##  Aggregations



### Step 1: Initialize PySpark Session


In [9]:
from pyspark.sql import SparkSession
from pyspark.sql.functions import col, count, when, lit , avg, coalesce , struct,array , explode, create_map,approx_count_distinct,sumDistinct, sum, mean
from pyspark.sql.types import StructType, StructField, StringType, IntegerType, FloatType

# Create a Spark session
spark = SparkSession.builder.appName("day4").getOrCreate()


In [3]:
# Load the Chipotle dataset into a Spark DataFrame
data_path = "./US_Crime_Rates_1960_2014.csv"  # Replace with the actual path
US_df = spark.read.csv(data_path, header=True, inferSchema=True)

# Load the Chipotle dataset into a Spark DataFrame
data_path = "./titanic.csv"  # Replace with the actual path
titanic_df = spark.read.csv(data_path, header=True, inferSchema=True)

In [12]:
#creating a temporary view for the "US_df" DataFrame
US_df.createOrReplaceTempView("us_data")

In [4]:
US_df.printSchema()

root
 |-- Year: integer (nullable = true)
 |-- Population: integer (nullable = true)
 |-- Total: integer (nullable = true)
 |-- Violent: integer (nullable = true)
 |-- Property: integer (nullable = true)
 |-- Murder: integer (nullable = true)
 |-- Forcible_Rape: integer (nullable = true)
 |-- Robbery: integer (nullable = true)
 |-- Aggravated_assault: integer (nullable = true)
 |-- Burglary: integer (nullable = true)
 |-- Larceny_Theft: integer (nullable = true)
 |-- Vehicle_Theft: integer (nullable = true)



In [5]:
titanic_df.printSchema()

root
 |-- PassengerId: integer (nullable = true)
 |-- Survived: integer (nullable = true)
 |-- Pclass: integer (nullable = true)
 |-- Name: string (nullable = true)
 |-- Sex: string (nullable = true)
 |-- Age: double (nullable = true)
 |-- SibSp: integer (nullable = true)
 |-- Parch: integer (nullable = true)
 |-- Ticket: string (nullable = true)
 |-- Fare: double (nullable = true)
 |-- Cabin: string (nullable = true)
 |-- Embarked: string (nullable = true)



### count

Question: How many records are there in the US_Crime_Rates_1960_2014_df DataFrame?

In [15]:
#counting the number of records in the "US_df" DataFrame
record_count = spark.sql("SELECT COUNT(*) AS record_count FROM us_data")
result = record_count.first()

# Extract the count from the result
count = result['record_count']
print("Number of records:", count)

Number of records: 55


### countDistinct
Question: How many distinct years are present in the US_Crime_Rates_1960_2014_df DataFrame?
Answer:

In [20]:
#counting the number of distinct years in the dataframe
distinct_years_count = spark.sql("SELECT COUNT(DISTINCT Year) AS distinct_years_count FROM us_data")
result = distinct_years_count.first()

#extracting the count from the result
count = result['distinct_years_count']
print("Number of distinct years:", count)

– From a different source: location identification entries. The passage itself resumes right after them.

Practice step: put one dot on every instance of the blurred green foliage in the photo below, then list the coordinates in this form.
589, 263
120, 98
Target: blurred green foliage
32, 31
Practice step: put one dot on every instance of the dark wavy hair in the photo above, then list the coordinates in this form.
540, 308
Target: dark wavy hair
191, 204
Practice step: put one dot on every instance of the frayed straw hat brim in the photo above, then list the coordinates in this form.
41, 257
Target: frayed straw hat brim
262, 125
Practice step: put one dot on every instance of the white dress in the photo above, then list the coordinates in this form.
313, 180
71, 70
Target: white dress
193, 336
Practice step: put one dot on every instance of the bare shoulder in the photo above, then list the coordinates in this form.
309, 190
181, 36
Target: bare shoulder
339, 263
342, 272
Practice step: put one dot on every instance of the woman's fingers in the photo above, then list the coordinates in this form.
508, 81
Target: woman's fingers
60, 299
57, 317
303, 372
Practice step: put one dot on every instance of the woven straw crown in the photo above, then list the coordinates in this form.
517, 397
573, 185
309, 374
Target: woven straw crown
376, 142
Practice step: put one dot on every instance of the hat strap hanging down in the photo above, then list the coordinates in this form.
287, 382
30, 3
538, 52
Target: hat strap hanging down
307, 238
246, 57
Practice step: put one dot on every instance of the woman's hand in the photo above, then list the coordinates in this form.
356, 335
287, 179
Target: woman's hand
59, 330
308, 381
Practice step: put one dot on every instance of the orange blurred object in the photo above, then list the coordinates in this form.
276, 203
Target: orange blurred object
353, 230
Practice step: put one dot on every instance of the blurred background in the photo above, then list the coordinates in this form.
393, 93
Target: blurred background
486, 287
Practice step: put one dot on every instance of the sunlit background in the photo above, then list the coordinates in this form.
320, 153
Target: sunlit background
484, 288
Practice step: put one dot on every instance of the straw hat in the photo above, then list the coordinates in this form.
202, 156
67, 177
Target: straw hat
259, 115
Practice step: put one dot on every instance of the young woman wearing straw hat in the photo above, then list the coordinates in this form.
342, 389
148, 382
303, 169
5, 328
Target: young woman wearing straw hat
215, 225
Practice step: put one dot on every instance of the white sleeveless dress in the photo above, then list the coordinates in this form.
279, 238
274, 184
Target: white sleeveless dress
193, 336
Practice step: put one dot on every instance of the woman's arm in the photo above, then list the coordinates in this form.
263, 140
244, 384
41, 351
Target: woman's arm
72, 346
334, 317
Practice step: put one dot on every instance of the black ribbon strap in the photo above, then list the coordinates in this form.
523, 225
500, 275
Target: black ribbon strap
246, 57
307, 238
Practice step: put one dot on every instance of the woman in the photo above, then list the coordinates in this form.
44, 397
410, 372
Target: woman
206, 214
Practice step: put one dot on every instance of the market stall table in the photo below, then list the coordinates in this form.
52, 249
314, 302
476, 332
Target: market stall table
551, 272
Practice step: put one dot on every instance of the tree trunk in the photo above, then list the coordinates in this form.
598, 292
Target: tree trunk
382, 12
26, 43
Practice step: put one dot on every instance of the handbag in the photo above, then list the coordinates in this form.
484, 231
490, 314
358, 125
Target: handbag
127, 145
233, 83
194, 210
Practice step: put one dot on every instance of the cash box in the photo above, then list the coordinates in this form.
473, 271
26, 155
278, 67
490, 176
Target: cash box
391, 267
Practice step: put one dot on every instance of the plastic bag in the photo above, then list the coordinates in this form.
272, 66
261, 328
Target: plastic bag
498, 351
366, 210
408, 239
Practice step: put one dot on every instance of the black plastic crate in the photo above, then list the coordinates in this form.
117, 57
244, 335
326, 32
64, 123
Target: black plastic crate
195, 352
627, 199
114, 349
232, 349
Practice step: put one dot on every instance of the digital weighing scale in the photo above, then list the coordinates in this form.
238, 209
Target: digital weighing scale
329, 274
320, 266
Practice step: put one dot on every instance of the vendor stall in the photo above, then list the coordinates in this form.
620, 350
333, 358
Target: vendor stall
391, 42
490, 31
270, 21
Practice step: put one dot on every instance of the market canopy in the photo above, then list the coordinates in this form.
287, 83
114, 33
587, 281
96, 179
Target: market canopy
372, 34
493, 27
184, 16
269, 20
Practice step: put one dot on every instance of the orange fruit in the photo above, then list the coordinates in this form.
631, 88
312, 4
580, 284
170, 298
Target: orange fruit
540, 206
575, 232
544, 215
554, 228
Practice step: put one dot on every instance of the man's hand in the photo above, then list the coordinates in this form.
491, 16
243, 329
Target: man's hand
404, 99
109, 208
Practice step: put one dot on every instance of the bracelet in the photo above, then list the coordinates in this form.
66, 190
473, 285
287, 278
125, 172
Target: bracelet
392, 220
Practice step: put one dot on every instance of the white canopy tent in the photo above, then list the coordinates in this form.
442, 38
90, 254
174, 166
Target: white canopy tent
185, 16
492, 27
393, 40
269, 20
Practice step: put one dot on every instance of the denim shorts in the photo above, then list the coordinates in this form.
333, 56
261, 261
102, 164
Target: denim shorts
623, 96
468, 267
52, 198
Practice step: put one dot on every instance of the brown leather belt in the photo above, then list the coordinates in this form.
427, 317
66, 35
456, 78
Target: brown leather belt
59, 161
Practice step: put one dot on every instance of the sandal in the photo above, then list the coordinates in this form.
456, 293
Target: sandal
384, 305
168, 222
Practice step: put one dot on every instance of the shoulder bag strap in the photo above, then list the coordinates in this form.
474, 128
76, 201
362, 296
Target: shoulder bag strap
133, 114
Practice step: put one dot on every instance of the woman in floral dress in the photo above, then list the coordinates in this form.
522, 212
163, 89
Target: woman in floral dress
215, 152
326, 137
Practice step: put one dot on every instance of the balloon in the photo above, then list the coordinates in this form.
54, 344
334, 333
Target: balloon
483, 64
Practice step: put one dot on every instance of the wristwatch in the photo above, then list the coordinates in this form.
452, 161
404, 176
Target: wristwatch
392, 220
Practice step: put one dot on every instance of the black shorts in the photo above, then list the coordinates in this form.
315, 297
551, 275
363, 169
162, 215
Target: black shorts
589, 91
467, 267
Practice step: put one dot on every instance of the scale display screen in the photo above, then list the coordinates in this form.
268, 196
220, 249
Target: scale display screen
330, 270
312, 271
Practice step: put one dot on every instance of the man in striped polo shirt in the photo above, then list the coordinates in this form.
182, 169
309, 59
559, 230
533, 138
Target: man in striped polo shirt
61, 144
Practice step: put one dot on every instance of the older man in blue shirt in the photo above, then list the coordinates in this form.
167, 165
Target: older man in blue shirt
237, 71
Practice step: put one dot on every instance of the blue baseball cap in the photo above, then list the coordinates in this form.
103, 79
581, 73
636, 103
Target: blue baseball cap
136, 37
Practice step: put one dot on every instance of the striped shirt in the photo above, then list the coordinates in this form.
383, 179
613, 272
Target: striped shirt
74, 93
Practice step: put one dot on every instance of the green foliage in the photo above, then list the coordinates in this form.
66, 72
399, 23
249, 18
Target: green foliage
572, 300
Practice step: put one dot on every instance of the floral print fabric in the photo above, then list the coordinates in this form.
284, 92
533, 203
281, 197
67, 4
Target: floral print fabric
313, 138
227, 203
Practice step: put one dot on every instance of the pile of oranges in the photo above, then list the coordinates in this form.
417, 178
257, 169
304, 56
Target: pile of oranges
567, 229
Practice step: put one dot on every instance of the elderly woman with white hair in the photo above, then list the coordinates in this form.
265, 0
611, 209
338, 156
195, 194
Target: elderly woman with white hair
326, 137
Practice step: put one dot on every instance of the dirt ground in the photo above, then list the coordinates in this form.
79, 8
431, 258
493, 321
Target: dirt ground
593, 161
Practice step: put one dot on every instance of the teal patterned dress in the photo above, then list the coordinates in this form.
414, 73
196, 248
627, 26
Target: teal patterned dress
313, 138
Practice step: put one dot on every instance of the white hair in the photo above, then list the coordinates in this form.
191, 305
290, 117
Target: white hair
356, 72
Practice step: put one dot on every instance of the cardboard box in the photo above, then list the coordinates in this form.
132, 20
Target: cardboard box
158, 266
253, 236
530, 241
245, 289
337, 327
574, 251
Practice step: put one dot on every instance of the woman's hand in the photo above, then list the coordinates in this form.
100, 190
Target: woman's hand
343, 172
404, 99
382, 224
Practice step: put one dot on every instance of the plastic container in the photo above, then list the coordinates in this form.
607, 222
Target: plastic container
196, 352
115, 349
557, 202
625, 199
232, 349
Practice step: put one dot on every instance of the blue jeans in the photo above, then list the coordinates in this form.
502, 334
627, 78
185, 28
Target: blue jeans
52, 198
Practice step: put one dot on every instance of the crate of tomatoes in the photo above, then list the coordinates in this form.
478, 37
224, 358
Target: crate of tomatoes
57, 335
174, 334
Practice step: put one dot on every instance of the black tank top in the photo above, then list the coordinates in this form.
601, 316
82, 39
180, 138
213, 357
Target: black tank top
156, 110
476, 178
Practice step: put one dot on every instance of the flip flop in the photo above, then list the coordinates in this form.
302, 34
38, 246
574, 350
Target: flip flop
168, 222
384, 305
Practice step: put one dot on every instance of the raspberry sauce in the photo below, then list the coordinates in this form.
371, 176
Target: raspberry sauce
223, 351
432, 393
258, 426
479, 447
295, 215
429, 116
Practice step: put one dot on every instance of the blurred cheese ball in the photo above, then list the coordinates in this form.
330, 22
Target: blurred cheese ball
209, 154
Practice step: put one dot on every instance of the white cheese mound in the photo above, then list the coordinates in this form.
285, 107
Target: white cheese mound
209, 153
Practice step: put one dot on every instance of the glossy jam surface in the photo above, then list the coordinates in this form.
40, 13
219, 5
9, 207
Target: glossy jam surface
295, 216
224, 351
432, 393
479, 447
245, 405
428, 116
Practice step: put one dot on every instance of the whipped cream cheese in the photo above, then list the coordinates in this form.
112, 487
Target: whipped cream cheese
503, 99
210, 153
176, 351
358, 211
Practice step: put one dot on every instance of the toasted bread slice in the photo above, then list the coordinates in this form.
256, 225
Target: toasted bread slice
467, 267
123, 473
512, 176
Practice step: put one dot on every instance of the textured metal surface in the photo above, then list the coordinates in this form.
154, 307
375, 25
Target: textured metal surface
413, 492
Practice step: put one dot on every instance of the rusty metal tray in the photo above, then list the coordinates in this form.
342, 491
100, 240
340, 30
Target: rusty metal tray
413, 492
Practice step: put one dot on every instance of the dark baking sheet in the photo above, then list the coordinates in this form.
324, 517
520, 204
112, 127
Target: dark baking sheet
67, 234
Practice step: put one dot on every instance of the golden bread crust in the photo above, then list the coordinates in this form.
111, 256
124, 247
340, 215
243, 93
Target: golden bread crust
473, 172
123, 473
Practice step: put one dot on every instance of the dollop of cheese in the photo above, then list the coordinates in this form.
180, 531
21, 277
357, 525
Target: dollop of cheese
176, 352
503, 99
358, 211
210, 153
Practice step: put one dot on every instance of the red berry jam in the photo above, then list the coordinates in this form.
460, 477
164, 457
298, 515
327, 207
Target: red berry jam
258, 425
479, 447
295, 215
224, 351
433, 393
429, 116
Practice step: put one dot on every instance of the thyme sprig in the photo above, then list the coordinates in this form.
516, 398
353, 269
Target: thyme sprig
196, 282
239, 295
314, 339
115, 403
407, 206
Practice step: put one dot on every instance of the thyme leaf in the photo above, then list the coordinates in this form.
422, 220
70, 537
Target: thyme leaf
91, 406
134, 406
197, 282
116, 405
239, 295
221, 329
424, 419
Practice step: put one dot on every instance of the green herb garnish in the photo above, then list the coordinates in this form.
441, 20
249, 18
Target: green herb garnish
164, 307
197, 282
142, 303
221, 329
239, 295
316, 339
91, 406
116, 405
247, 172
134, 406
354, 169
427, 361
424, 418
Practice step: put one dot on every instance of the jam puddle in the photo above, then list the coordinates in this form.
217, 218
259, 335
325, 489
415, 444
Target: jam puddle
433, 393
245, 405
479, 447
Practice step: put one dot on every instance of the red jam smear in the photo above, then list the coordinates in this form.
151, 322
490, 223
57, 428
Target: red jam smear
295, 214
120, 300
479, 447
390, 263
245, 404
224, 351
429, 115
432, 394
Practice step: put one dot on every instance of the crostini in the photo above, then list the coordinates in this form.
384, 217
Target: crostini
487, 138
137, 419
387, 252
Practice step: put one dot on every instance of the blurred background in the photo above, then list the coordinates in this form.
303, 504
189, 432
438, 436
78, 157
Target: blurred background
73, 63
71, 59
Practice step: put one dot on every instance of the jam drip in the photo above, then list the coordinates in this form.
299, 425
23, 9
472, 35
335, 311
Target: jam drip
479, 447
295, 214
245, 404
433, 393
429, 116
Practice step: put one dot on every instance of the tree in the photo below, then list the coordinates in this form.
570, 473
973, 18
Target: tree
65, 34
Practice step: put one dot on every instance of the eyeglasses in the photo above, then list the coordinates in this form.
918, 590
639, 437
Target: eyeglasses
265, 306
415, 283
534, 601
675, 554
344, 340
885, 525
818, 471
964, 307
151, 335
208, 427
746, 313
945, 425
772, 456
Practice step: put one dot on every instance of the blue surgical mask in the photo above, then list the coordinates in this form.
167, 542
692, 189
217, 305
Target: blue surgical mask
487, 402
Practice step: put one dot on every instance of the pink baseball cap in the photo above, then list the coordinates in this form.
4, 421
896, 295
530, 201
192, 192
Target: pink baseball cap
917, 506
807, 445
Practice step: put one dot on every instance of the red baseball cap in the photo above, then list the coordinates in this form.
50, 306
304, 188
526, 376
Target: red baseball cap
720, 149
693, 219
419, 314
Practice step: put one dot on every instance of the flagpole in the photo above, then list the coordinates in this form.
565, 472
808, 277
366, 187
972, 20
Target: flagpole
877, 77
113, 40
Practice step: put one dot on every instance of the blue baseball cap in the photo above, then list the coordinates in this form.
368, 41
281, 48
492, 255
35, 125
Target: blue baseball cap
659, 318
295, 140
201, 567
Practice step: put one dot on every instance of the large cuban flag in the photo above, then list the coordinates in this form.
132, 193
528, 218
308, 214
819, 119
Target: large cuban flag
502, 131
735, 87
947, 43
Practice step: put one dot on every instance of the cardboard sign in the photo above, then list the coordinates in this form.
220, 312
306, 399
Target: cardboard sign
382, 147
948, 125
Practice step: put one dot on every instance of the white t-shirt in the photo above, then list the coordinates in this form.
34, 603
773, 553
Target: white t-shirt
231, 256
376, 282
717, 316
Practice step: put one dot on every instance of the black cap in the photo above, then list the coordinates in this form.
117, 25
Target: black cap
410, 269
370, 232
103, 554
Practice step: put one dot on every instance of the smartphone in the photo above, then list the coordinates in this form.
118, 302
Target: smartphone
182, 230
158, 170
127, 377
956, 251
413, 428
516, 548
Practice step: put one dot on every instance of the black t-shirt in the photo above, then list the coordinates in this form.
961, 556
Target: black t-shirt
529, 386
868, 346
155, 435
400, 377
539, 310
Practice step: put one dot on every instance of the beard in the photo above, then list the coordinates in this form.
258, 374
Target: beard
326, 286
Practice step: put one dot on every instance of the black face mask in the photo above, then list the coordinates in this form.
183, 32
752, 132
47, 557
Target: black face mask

Number of distinct years: 55


### approx_count_distinct

Question: Estimate the approximate number of distinct values in the "Total" column of the US_Crime_Rates_1960_2014_df DataFrame.

In [23]:
#estimating the approximate number of distinct values in the "Total" column
approx_distinct_count = spark.sql("SELECT approx_count_distinct(Total) AS approx_distinct_total FROM us_data")
result = approx_distinct_count.first()

#extracting
#  the estimated count from the result
approx_count = result['approx_distinct_total']
print("Approximate distinct values in 'Total' column:", approx_count)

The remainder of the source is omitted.